(Reuters) - Warehouse club operator Costco Wholesale Corp (COST.O) reported third-quarter results that topped analysts’ estimates, but price cuts and higher freight costs weighed on its gross margins, sending its shares lower in extended trading.
The retailer has aggressively cut prices in order to lure back customers to its wholesale supermarkets, following Amazon.com Inc’s (AMZN.O) foray into brick-and-mortar retail with the acquisition of Whole Foods Market last year.
Gross margins slipped 46 basis points to 11.05 percent as the company also stepped up efforts to provide same-day and two-day delivery through delivery service provider Instacart and invested in packaging equipment.
Still, the company said an increase in membership fees implemented earlier this year and customer gains from the closure of more than 50 Walmart Inc’s (WMT.N) Sam’s club stores could help offset pressure from rising freight and labor costs.

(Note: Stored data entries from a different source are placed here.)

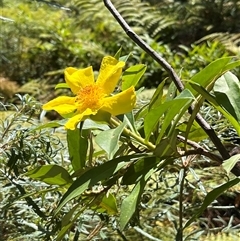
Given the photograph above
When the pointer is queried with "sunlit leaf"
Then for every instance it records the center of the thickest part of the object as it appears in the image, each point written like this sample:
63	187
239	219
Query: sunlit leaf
62	86
77	146
209	74
130	203
215	104
108	204
171	109
230	163
108	140
132	75
50	174
93	176
50	124
211	196
227	92
138	169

Costco also said effective June 11, starting wages for its U.S. employees will be raised by $1 to $14 and $14.50 an hour.
This is expected to result in higher pretax cost of $110 million to $120 million annually, with its fourth quarter taking a $25 million hit.
“The concern is probably around the gross margin and wage increases,” Edward Jones analyst Brian Yarbrough said, pointing to the stock’s 2 percent fall in extended trading.
However, Costco’s moves to invest heavily in its online and delivery services helped drive a 14 percent growth in revenue from membership fees and a 35.5 percent rise in e-commerce sales in the third quarter.
Sales at established stores, excluding fluctuations in gas prices and currencies, rose 7 percent in the reported quarter, beating analysts’ estimate of a 5.4 percent rise, according to Thomson Reuters I/B/E/S.
“Costco continues as the retail poster child for consistency, with virtually every metric reflecting strength,” Moody’s retail analyst Charlie O’Shea said.
Net income attributable to Costco rose to $750 million, or $1.70 per share, in the quarter ended May 13 from $700 million, or $1.59 per share, a year earlier.
Excluding items, the company earned $1.70 per share, a penny above the average analyst estimate. Total revenue rose 12.1 percent to $32.36 billion, also beating estimates.